Già domenica l’Ucraina lo aveva seccamente respinto ed oggi ha convocato il nunzio apostolico Visvaldas Kulbokas al ministero degli Esteri per esprimergli “delusione” per le parole del Pontefice. “La resa non significa pace, dobbiamo continuare a sostenere l’Ucraina”, ha affermato da parte sua il segretario generale dell’Alleanza, Jens Stoltenberg, mentre a Washington un portavoce del Consiglio per la sicurezza nazionale ha detto che il presidente Joe Biden “ha grande rispetto per Francesco e si unisce a lui nelle preghiere per la pace”.

Ma “sfortunatamente – ha aggiunto – continuiamo a non vedere alcun segno che Mosca voglia mettere fine a questa guerra e per questo siamo impegnati a sostenere Kiev nella sua difesa contro l’aggressione russa”. Anche il cancelliere tedesco Olaf Scholz non ha fatto mistero di essere in disaccordo con Francesco (“la posizione della Germania è molto chiara, Kiev ha il diritto di difendersi e può contare sul nostro sostegno”) mentre Mosca ha scelto di mantenersi cauta. La posizione del Papa è “abbastanza comprensibile”, ha commentato il Cremlino, tornando ad addossare all’Ucraina la colpa dei mancati negoziati.

Il cardinale Pietro Parolin invece ha chiarito le parole di Bergoglio, sottolineando che il primo passo debba essere fatto dalla Russia. “L’appello del Pontefice è che si creino le condizioni per una soluzione diplomatica alla ricerca di una pace giusta e duratura – ha detto il segretario di Stato della Santa Sede in un’intervista al Corriere della Sera – in tal senso è ovvio che la creazione di tali condizioni non spetta solo ad una delle parti, bensì ad entrambe, e la prima condizione mi pare sia proprio quella di mettere fine all’aggressione”. Il ministro polacco Sikorski invece non ha precisato quali siano i Paesi di provenienza dei militari Nato già presenti in Ucraina, né quali siano le loro funzioni. Se cioè si tratti di truppe schierate in battaglia o, come ipotizzato da diversi esperti, di consiglieri e tecnici che affiancano gli ucraini per l’utilizzo delle armi sofisticate fornite dai Paesi dell’Alleanza a Kiev. Ma per un’ipotesi di questo genere sembra propendere la portavoce russa.

“Dietro a tutto – ha affermato Zakharova in un’intervista al quotidiano Izvestia – ci sono Washington e Londra, che tra le altre cose hanno reclutato i Paesi della Nato e della Ue per una guerra ibrida contro il nostro Paese. E questa guerra è condotta direttamente sotto la guida di istruttori di forze speciali, esperti e specialisti dei rispettivi dipartimenti militari di Paesi Nato. E’ impossibile nasconderlo ancora”.

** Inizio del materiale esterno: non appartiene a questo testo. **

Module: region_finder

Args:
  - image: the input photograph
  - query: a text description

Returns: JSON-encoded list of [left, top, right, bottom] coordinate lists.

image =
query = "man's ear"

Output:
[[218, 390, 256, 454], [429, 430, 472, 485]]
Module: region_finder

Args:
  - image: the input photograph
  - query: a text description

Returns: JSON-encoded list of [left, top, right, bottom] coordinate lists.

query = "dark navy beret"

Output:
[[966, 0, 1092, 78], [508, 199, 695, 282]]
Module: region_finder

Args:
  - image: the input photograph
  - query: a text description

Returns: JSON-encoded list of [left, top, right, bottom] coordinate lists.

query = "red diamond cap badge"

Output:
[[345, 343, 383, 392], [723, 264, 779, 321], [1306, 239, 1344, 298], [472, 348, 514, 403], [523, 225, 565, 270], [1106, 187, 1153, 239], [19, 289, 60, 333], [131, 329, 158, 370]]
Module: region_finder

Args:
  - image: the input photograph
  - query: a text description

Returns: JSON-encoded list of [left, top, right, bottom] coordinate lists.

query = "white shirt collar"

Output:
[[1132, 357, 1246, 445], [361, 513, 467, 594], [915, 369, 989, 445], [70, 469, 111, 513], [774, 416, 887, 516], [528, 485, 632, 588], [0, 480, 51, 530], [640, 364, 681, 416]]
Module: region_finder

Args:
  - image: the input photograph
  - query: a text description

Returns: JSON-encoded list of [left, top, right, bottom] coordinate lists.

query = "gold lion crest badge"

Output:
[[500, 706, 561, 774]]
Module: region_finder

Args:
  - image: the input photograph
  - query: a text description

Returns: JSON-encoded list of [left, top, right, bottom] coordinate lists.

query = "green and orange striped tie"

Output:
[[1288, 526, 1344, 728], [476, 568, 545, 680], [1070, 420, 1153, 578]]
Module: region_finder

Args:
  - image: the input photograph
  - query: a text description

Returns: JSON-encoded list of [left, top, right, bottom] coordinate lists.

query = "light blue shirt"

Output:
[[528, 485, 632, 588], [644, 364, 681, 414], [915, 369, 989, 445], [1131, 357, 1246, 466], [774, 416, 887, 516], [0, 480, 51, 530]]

Niente truppe in combattimento, dunque, secondo Mosca. Che però denuncia la presenza in Ucraina di “mercenari” provenienti da una cinquantina di Paesi, compresi gli Stati Uniti e la Gran Bretagna. E parla di “discussioni sempre più ampie” sul possibile invio di truppe da combattimento della Nato, tornando a stigmatizzare le parole del presidente Emmanuel Macron a tal proposito. “Questa è una linea molto pericolosa e potrebbe avere conseguenze molto indesiderabili”, ha avvertito il portavoce del Cremlino Peskov, sottolineando che la Russia sta “seguendo molto da vicino” gli sviluppi.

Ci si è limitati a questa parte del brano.